Support Elements and Supported Elements

The museum claims not to contain a single flat surface throughout its structure. Part of the building is crossed by a high bridge, and the exterior is coated with titanium plates and limestone, which was very hard to find, similar to that used to build the University of Deusto. Designed by computer, the walls are made of glass, and the metal structure is mounted in a complicated manner.

Spacious Interior

The interior is articulated from the huge lobby, 50 feet high, around which all three levels of exhibition halls revolve. These are connected by curved walkways, stair towers, and glass elevators. The total exhibition area is 11,000 m2, distributed over a total of 19 galleries. Ten have an orthogonal plant, while the others have an irregular new plant with all the forms marked on the outside. The latter stands in the great hall, known as the Fish Room, 30 feet wide and 130 feet long. Located on the ground floor, the space’s large columns bear the enormous weight. Almost all rooms receive natural lighting through overhead skylights.

Outer Space

The building offers an outdoor area built on two types of interconnected volumes: orthogonal ones covered with limestone and curved ones covered with titanium plates. They are combined together and through the glass curtain walls that give transparency to the museum. The glass from the rear lobby is highlighted by an impressive canopy that forms a terrace, which is based on a huge stone column.

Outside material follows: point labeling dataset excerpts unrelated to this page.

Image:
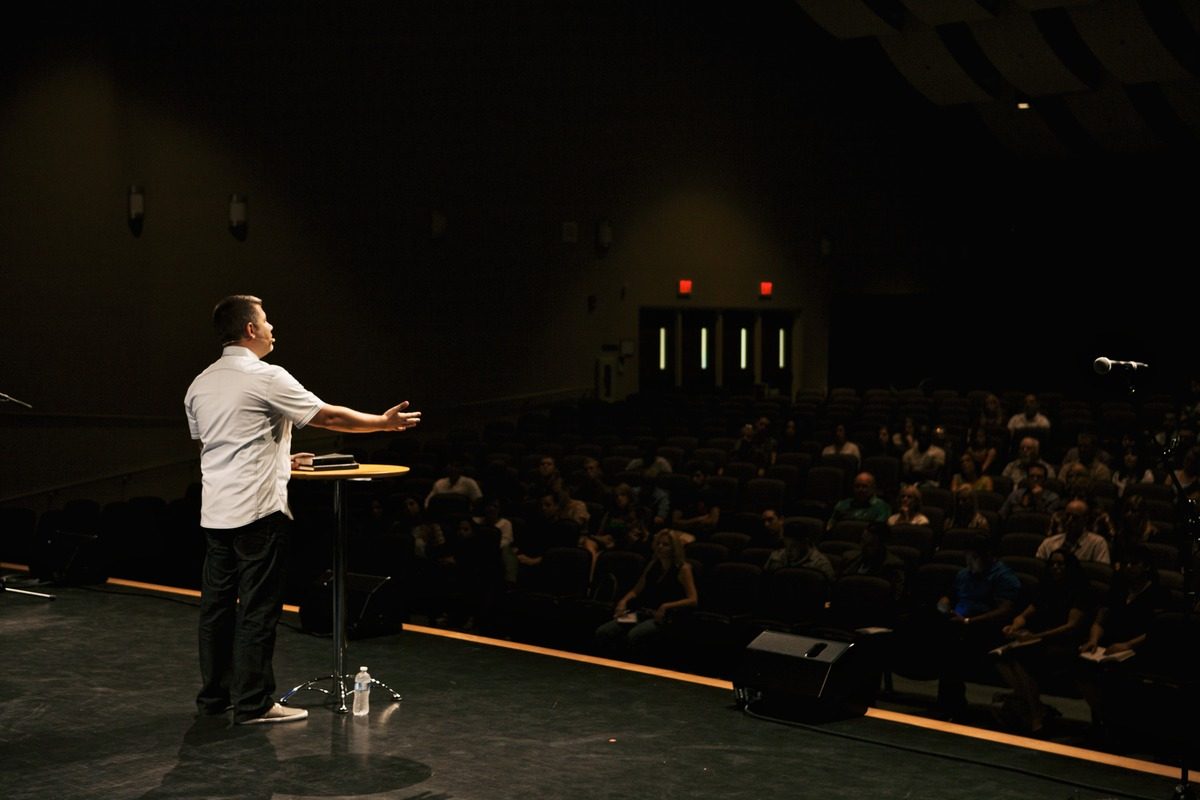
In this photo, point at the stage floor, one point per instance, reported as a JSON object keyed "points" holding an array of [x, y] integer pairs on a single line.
{"points": [[96, 702]]}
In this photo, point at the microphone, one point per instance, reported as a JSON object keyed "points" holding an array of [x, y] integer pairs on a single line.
{"points": [[1104, 366]]}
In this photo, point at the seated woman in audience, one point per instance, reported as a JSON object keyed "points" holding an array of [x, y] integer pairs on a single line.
{"points": [[1188, 474], [1121, 625], [883, 444], [1134, 528], [991, 415], [1044, 638], [843, 446], [475, 572], [909, 509], [873, 558], [619, 515], [966, 511], [636, 537], [1097, 519], [924, 461], [666, 584], [1131, 471], [983, 452], [790, 440], [905, 438], [969, 475], [489, 515], [798, 552]]}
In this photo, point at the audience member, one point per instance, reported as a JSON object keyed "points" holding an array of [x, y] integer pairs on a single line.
{"points": [[969, 475], [905, 438], [696, 510], [1029, 452], [1121, 625], [790, 440], [475, 573], [1098, 519], [1031, 494], [1044, 638], [1131, 471], [766, 446], [924, 462], [772, 531], [991, 415], [592, 487], [864, 504], [909, 509], [455, 482], [1187, 476], [489, 516], [649, 464], [1029, 417], [873, 558], [1075, 537], [798, 551], [546, 479], [843, 446], [966, 511], [979, 603], [665, 585], [1134, 528], [1085, 458], [982, 450]]}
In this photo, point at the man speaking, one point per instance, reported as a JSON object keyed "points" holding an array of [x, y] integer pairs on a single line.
{"points": [[243, 410]]}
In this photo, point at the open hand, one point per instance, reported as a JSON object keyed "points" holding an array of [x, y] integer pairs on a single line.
{"points": [[397, 419]]}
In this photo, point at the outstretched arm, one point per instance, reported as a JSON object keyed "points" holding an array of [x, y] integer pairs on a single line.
{"points": [[347, 420]]}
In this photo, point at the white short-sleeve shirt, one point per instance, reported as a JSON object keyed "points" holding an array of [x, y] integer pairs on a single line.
{"points": [[243, 410]]}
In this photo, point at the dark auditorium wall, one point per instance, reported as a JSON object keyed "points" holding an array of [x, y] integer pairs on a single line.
{"points": [[409, 168], [351, 132]]}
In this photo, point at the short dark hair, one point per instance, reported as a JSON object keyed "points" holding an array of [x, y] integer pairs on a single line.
{"points": [[232, 314]]}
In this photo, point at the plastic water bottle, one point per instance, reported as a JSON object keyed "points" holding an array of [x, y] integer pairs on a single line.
{"points": [[361, 692]]}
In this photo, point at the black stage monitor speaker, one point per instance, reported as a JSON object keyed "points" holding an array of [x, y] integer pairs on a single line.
{"points": [[372, 606], [804, 678]]}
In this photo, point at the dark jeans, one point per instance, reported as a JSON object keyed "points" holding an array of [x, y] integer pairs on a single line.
{"points": [[238, 638]]}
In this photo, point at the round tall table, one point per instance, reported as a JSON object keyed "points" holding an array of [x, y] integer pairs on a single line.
{"points": [[339, 677]]}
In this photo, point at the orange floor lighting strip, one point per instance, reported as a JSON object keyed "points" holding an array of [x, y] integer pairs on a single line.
{"points": [[714, 683], [1013, 740]]}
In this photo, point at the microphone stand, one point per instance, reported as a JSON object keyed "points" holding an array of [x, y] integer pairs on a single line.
{"points": [[10, 398], [1191, 524], [4, 579]]}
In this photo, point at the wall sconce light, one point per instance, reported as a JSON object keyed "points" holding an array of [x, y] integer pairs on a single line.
{"points": [[238, 218], [137, 208], [604, 236]]}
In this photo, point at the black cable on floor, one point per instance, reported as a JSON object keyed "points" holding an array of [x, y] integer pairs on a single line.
{"points": [[964, 759]]}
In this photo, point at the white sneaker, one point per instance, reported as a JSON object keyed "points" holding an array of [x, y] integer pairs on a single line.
{"points": [[279, 714]]}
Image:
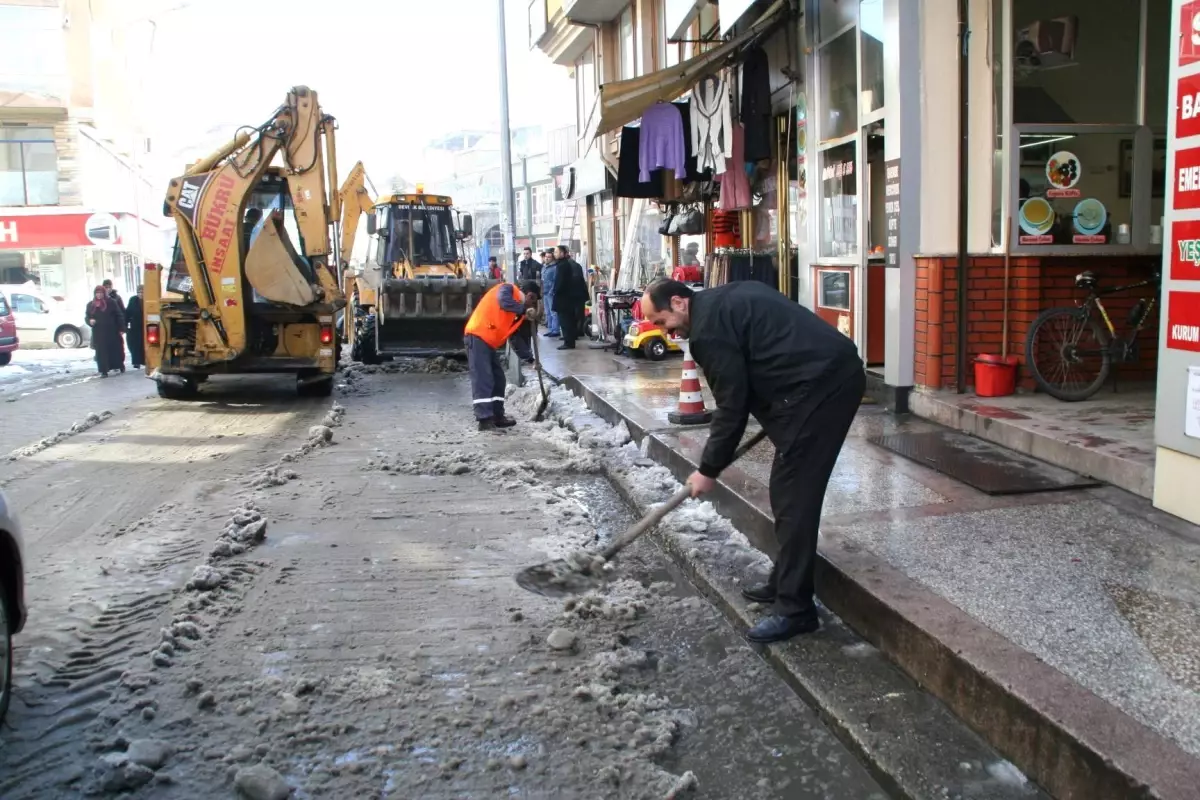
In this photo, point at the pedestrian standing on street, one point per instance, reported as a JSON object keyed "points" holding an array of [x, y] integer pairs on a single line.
{"points": [[499, 313], [803, 380], [570, 296], [135, 330], [549, 276], [528, 269], [115, 298], [107, 322]]}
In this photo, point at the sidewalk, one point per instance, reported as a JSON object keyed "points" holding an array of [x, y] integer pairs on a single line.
{"points": [[1061, 626]]}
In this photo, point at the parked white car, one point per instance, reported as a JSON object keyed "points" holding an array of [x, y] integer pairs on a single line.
{"points": [[42, 320], [12, 595]]}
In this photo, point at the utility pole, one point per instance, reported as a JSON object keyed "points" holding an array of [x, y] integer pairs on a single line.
{"points": [[514, 367]]}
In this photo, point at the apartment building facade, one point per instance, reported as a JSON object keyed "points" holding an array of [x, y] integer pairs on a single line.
{"points": [[75, 205]]}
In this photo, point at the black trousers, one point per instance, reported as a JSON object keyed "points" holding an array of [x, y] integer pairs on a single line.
{"points": [[798, 480], [569, 323]]}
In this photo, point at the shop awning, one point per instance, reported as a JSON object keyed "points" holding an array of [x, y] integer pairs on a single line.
{"points": [[623, 101]]}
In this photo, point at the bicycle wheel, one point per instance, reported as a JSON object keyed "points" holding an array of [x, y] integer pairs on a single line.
{"points": [[1068, 354]]}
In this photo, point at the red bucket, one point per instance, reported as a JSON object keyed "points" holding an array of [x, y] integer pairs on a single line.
{"points": [[995, 376]]}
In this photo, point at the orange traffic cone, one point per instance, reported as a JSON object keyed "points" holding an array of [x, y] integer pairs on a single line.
{"points": [[691, 400]]}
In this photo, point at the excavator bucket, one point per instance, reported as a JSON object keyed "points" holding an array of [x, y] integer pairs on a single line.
{"points": [[273, 266], [424, 317]]}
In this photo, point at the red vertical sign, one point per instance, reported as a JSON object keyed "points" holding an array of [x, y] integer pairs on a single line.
{"points": [[1183, 320], [1189, 32]]}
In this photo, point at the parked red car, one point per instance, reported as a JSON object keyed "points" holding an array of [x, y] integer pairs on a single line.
{"points": [[7, 332]]}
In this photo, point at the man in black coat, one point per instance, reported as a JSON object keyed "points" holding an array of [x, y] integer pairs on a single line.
{"points": [[570, 296], [803, 380]]}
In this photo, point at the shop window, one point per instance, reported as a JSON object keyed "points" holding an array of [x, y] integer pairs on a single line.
{"points": [[839, 88], [871, 26], [839, 200], [833, 289], [29, 166], [628, 44], [834, 16], [1075, 62]]}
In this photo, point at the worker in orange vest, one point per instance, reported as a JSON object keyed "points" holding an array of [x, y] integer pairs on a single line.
{"points": [[501, 313]]}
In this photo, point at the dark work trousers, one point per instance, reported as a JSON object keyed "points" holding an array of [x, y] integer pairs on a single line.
{"points": [[569, 324], [487, 380], [798, 480]]}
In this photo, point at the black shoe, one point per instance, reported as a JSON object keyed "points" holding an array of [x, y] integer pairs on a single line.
{"points": [[761, 594], [779, 629]]}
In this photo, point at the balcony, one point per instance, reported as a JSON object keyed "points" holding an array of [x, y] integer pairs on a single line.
{"points": [[593, 12], [555, 35]]}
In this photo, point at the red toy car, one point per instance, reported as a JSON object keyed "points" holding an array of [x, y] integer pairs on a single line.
{"points": [[7, 332]]}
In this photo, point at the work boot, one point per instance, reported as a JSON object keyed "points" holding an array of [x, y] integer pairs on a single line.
{"points": [[780, 629], [763, 594]]}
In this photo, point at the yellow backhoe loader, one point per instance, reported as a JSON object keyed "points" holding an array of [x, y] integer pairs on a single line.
{"points": [[417, 290], [256, 281]]}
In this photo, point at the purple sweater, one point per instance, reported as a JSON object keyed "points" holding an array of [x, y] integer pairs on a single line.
{"points": [[661, 142]]}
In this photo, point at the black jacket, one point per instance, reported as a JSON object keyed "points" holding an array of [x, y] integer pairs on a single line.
{"points": [[570, 286], [766, 355], [529, 269]]}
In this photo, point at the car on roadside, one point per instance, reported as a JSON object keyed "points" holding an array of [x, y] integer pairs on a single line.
{"points": [[9, 341], [43, 320], [12, 595]]}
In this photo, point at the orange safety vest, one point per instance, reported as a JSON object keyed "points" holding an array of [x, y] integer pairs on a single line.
{"points": [[491, 323]]}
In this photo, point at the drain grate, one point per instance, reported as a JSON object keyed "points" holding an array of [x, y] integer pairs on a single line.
{"points": [[987, 467]]}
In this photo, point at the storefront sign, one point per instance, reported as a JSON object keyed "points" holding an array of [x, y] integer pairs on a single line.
{"points": [[1187, 179], [892, 211], [1183, 320], [1189, 34], [55, 230], [1186, 250], [1187, 107]]}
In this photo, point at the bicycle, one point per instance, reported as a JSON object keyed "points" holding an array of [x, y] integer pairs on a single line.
{"points": [[1084, 340]]}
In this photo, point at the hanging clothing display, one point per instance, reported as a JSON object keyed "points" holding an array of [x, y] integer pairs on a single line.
{"points": [[712, 126], [661, 142], [735, 184], [628, 184], [756, 116]]}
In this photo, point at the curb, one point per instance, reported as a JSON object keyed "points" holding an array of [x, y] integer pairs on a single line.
{"points": [[1065, 738]]}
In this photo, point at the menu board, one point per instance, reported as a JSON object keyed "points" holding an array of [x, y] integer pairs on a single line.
{"points": [[892, 212]]}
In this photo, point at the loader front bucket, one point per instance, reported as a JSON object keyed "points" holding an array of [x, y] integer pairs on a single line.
{"points": [[425, 317]]}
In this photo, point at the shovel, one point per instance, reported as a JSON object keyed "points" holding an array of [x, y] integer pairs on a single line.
{"points": [[541, 383], [563, 577]]}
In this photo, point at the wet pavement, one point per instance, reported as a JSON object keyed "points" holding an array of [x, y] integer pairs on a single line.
{"points": [[1096, 583]]}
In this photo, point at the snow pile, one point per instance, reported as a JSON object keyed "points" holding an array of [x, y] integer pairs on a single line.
{"points": [[85, 423]]}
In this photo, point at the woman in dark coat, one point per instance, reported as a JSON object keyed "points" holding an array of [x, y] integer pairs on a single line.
{"points": [[135, 337], [107, 322]]}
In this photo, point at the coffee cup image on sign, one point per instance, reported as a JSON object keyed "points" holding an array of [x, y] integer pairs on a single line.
{"points": [[1090, 216], [1037, 216]]}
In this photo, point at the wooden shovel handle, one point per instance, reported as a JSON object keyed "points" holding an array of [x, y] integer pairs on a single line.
{"points": [[655, 516]]}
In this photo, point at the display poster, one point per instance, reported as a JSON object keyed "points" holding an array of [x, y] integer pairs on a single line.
{"points": [[1183, 320], [892, 212], [1192, 404]]}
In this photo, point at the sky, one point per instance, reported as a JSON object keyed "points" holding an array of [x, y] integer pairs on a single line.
{"points": [[394, 73]]}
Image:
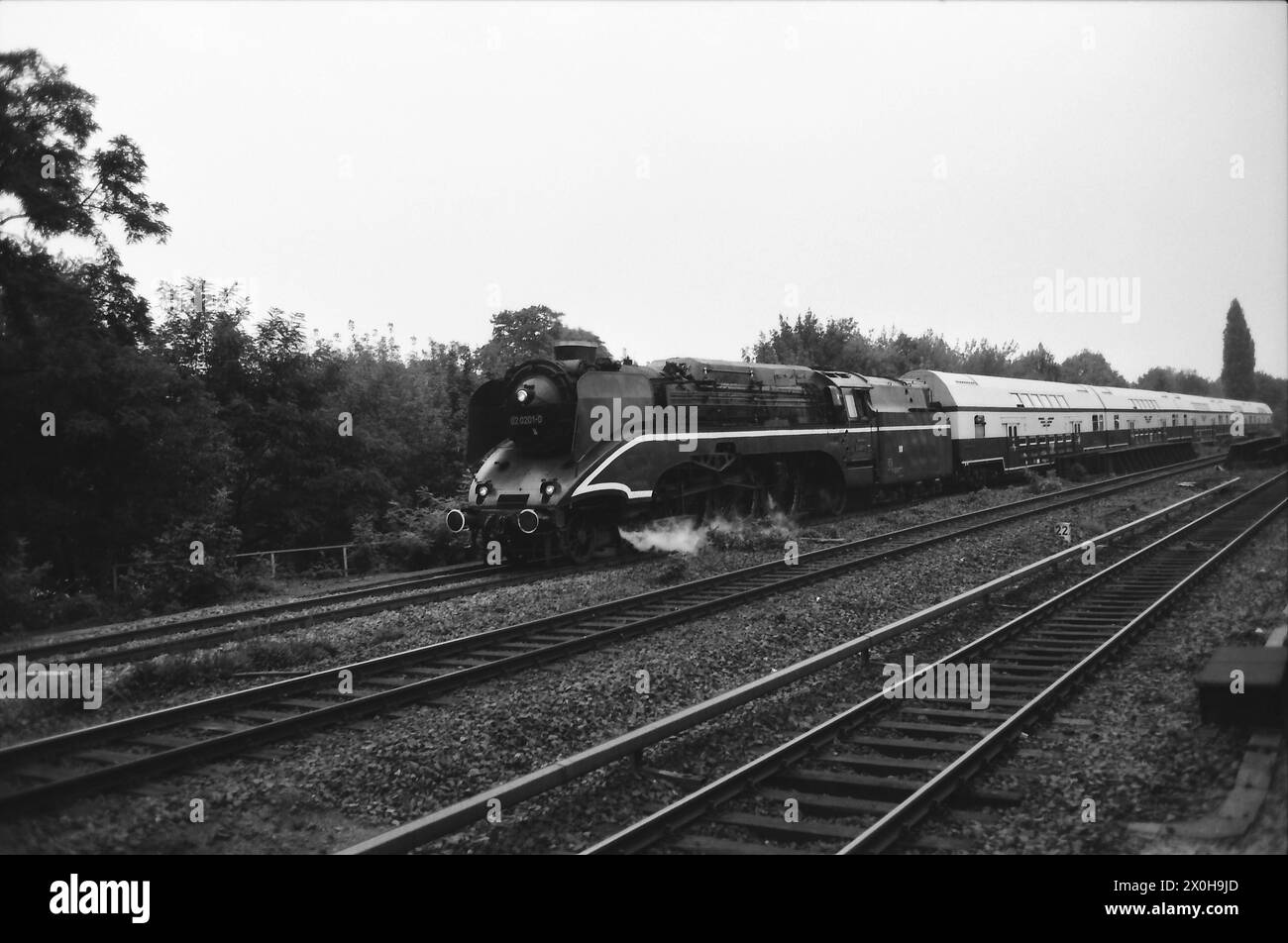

The main entrance, accessed through a staircase descending the slope which is saved on the square, is hidden. This allows the architect to create an overview of the whole, rather than a single dominant focal point.

Style

Although built after the design of the Walt Disney Concert Hall in Los Angeles (1989), Gehry bases structural and aesthetic points of the Guggenheim Museum Bilbao on Deconstructivist theories linked to the late-eighties French philosopher Jacques Derrida, focusing on the fragmentation of form. Its complexity meant that the architect used a computer simulation program capable of calculating building structures to withstand the impacts and total costs, opening new doors to architecture based on technological advances.

Interpretation

Content and Meaning

Views from the river show that its organic forms have been identified with a boat, paying homage to the port city that welcomes it. Following the sea analogy, the bright exterior panels are reminiscent of the scales of a fish. He was criticized by many artists who feared that his personality would exceed that of the works.

Role: Its main mission is to expose any contemporary artistic expression in its rooms and to organize equity and traveling exhibitions from other museums of the foundation. However, some say that the best work of art is the museum itself.